Archive

Archive for the ‘Technology’ Category

Java i18n

May 2nd, 2009 Animesh No comments

internationalizeTrivia: “i18n” 18 is the number of letters between the “i” and the “n” in “internationalization”

Basics:

Most traditional character encoding standards are 8-bit, and can only represent 256 different characters. While internationalization this becomes a bottleneck since 256 characters can’t accommodate every character possible. The solution to this problem is the adoption of universal character encoding: Unicode.

Unicode is
a) an industry standard designed
b) to bring together texts and symbols from all the writing systems of the world by
c) providing a unique number (not glyph) for every character.

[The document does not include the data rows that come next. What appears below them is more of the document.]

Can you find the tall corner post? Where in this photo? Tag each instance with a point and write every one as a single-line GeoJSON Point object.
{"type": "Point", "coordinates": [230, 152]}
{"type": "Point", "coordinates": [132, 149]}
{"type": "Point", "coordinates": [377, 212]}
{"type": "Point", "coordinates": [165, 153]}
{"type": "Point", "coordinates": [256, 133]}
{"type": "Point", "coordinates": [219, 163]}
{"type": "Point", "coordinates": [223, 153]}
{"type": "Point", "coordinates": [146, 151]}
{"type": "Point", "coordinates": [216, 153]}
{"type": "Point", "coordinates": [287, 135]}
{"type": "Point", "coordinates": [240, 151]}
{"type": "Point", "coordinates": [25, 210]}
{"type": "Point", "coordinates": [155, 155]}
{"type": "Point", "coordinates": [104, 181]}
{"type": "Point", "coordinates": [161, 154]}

This means that it represents a character in a number and the underlying application        will render the character (symbol, font, size, or shape) with some rendering/mapping algorithm.

There are several possible representations of Unicode data indicated by the Unicode Transformation Format (UTF). UTF is an algorithmic mapping from every Unicode code point to a unique byte sequence.

There are various UTF algorithms available such as, UTF-8, UTF-16 or UTF-32, but the preferred character encoding used in web environments is UTF-8, which is
a) a variable-length character encoding able to represent any character in the Unicode standard, yet
b) the initial encoding of bytecodes and character assignments for UTF-8 is consistent with ASCII, though not with Latin-1, because the characters greater that 127 differ.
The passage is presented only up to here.